Cuando el muchacho de la barba sombría se levantó para cerrar la cremallera del maletín donde guardaba los enseres del animalillo, se le vio en la pierna derecha el tatuaje, a la misma altura, de una cruz con Cristo asomado casi en tercera dimensión.
Por lo que estaba observando, el muchacho de pantalón corto, barba maciza y perrito impropio de su corpulencia, caminaba con una pierna que impulsaba el guerrillero de Altagracia que mataron en Bolivia. Y en el caminar de la otra pierna, un Cristo que nunca se encontraría con el Ché por más que se diera en un desgarro la vuelta.

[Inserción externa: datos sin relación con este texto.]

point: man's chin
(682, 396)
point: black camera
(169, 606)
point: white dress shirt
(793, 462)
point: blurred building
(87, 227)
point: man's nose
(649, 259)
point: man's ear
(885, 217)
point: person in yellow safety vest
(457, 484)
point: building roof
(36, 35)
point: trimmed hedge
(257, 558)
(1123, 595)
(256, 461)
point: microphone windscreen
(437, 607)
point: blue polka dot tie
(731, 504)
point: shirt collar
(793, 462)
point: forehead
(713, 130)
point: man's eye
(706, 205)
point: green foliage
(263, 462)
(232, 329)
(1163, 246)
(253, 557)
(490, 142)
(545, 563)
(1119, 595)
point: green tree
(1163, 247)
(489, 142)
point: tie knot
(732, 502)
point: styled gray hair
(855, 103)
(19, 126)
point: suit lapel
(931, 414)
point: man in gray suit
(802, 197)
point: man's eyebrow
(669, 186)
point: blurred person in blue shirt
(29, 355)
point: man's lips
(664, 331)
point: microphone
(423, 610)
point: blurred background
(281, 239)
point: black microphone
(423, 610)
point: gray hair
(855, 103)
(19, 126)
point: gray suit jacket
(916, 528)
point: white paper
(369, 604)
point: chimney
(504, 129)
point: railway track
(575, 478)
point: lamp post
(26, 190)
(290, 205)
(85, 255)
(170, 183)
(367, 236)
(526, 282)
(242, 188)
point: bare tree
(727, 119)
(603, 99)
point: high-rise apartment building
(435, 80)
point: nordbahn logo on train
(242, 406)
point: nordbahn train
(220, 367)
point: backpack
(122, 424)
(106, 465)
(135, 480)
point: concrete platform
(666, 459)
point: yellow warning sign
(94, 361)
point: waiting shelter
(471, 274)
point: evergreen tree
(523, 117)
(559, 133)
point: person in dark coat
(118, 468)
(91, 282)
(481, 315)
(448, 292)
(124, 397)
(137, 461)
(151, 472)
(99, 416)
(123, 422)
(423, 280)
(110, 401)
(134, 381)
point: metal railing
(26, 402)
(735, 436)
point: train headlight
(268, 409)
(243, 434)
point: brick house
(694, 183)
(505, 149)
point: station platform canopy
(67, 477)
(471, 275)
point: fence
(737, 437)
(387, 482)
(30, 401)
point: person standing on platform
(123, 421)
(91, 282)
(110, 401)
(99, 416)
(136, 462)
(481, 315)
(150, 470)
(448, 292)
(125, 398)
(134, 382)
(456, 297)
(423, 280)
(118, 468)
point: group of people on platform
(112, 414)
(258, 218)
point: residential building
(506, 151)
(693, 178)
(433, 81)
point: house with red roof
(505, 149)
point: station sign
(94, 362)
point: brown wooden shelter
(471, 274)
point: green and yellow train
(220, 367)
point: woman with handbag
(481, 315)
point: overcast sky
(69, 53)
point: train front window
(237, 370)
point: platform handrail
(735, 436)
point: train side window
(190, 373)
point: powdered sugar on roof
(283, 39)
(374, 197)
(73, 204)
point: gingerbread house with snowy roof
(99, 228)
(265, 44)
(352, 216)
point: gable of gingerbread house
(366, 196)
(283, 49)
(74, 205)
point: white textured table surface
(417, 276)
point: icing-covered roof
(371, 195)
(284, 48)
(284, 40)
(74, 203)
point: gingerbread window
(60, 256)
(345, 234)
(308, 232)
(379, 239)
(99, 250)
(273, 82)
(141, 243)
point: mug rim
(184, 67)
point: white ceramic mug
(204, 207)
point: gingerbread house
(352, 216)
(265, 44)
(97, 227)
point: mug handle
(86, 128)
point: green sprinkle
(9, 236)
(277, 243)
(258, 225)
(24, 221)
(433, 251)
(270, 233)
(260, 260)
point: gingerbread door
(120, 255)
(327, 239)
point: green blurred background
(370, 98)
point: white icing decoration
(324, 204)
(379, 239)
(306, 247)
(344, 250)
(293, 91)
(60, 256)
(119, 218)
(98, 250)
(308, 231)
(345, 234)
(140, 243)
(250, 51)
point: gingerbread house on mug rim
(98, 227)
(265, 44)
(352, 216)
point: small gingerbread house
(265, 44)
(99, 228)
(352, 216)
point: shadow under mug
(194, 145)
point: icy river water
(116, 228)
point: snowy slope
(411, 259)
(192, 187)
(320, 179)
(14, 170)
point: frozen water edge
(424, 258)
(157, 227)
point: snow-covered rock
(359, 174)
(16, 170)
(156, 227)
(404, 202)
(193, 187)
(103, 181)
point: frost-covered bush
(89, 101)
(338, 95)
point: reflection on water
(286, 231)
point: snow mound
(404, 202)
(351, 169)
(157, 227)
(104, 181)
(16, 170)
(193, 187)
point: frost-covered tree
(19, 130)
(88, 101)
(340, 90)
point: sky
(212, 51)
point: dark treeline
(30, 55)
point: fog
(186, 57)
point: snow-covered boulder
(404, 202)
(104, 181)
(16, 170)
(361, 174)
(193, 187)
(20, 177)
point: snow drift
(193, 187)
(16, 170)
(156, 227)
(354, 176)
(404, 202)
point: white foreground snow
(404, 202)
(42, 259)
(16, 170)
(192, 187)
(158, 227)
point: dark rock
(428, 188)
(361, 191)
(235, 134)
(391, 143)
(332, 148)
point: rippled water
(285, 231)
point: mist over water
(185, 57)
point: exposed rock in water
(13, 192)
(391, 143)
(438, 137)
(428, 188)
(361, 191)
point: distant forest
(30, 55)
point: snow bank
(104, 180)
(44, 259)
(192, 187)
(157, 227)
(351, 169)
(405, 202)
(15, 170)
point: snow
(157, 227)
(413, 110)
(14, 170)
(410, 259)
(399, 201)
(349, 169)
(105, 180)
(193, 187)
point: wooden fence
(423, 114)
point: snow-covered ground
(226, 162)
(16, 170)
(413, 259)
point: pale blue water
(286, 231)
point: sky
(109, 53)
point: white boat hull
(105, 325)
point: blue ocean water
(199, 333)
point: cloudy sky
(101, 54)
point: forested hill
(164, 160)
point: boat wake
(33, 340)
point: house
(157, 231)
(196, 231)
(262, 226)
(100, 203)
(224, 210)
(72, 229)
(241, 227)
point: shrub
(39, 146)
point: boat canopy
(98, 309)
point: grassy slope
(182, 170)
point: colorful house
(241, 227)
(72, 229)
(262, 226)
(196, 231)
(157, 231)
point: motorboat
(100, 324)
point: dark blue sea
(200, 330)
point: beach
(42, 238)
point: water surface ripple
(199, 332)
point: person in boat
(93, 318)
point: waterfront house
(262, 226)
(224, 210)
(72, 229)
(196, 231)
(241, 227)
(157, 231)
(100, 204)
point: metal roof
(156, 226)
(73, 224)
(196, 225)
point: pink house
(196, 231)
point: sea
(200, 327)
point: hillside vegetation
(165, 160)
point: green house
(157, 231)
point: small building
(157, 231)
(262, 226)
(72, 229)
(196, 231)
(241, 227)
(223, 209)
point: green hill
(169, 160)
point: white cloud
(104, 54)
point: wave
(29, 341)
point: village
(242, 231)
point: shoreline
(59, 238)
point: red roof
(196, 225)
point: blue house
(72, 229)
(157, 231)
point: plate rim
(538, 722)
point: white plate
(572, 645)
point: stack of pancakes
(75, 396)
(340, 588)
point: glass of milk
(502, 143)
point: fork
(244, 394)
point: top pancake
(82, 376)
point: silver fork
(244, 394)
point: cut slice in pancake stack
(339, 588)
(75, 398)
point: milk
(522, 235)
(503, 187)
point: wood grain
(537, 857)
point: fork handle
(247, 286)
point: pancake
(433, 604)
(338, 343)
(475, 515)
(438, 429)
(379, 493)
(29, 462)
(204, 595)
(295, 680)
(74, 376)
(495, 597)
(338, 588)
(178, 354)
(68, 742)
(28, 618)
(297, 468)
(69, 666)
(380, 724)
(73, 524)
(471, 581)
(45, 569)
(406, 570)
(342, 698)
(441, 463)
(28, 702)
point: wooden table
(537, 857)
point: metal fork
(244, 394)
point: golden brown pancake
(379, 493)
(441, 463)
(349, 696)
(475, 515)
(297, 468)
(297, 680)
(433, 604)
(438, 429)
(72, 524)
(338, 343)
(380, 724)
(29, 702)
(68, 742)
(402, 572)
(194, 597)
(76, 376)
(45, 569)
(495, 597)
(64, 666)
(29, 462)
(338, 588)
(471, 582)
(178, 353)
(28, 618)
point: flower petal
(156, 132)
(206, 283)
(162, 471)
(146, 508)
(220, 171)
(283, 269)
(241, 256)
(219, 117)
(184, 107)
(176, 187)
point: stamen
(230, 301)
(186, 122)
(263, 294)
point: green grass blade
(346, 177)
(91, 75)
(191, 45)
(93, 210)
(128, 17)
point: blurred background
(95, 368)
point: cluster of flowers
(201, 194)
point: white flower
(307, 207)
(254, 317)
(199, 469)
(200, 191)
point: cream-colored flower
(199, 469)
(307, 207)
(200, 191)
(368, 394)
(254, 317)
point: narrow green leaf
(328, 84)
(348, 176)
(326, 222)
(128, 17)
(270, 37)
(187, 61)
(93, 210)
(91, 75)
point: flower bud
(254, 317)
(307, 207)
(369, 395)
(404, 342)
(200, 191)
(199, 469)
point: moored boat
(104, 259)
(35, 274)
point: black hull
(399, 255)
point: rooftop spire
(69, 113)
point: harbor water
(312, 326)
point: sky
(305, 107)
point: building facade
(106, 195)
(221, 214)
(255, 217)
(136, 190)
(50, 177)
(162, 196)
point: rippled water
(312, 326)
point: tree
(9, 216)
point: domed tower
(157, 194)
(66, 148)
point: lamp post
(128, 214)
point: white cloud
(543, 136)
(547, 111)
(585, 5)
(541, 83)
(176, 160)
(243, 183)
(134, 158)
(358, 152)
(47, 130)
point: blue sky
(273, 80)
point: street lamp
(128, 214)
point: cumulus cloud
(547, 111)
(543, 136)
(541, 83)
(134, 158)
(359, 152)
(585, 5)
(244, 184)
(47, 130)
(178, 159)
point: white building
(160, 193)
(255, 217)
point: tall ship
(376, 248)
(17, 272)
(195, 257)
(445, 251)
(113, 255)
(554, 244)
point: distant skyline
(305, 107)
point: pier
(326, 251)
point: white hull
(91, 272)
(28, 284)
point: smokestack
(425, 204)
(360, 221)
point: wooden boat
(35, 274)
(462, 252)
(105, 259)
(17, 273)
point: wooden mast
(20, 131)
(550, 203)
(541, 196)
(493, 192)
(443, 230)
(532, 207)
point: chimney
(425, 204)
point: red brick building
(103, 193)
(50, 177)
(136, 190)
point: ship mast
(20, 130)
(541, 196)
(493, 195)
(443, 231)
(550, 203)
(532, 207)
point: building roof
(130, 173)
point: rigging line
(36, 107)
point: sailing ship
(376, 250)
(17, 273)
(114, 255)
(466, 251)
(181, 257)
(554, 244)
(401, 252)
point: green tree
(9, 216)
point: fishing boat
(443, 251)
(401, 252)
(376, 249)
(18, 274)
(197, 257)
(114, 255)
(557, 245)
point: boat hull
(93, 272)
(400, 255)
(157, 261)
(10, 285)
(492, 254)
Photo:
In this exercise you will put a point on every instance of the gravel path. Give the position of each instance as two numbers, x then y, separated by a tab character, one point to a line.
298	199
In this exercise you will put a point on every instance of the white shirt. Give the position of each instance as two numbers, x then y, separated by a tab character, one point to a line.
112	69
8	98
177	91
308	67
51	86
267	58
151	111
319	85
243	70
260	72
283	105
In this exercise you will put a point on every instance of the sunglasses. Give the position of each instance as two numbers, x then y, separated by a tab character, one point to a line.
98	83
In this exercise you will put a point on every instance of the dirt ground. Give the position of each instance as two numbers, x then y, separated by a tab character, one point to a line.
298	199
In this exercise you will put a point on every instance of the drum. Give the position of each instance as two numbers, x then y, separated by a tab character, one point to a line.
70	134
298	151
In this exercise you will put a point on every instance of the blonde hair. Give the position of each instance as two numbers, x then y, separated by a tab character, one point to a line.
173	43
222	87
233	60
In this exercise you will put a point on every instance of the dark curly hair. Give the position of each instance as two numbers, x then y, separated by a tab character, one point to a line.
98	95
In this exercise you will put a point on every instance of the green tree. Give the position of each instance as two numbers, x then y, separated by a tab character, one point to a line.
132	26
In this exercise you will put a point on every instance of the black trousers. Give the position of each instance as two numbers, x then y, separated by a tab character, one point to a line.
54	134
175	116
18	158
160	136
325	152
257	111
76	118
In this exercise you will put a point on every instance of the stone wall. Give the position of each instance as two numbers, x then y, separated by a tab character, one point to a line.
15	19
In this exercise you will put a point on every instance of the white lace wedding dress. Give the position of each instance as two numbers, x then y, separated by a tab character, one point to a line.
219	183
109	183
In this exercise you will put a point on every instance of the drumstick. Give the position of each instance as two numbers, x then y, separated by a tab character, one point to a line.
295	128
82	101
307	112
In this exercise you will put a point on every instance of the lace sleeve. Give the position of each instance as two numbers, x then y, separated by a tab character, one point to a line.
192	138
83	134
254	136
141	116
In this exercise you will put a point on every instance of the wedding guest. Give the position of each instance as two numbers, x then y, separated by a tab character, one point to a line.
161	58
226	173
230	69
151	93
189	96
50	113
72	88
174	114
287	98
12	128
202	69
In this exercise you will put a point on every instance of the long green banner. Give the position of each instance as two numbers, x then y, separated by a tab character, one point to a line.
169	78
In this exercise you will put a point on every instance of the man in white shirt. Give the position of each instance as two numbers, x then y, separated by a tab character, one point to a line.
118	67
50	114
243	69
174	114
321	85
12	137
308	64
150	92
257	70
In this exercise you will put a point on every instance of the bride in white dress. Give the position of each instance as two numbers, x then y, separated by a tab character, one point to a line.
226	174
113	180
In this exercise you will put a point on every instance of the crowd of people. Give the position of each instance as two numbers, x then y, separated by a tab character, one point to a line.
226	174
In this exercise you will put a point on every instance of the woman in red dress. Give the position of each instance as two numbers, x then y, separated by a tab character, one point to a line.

El muchacho ostentoso de pantalón corto y barba maciza, con miniatura de perro que cuidaba con desinterés su juguetillo, puso una cruz y un guerrillero en su vida de caminante confuso. Y es que algunos quieren a la vez amalgamar la ternura de un perrillo indefenso con fusiles dispuestos a la muerte y con un Cristo que sólo entiende de hechuras bondadosas como una luz que persigue sin descanso los males agazapados en la sombra.
Las piernas siempre tienen que ver la una con la otra en su andadura. Pretender que ambas se muevan con ideas contrarias supone un desvarío del que es difícil reponerse. Puede que el perrillo, comparando el tatuaje de la pierna izquierda con el de la derecha, no supiera a cuál de las dos acariciar con su lengua.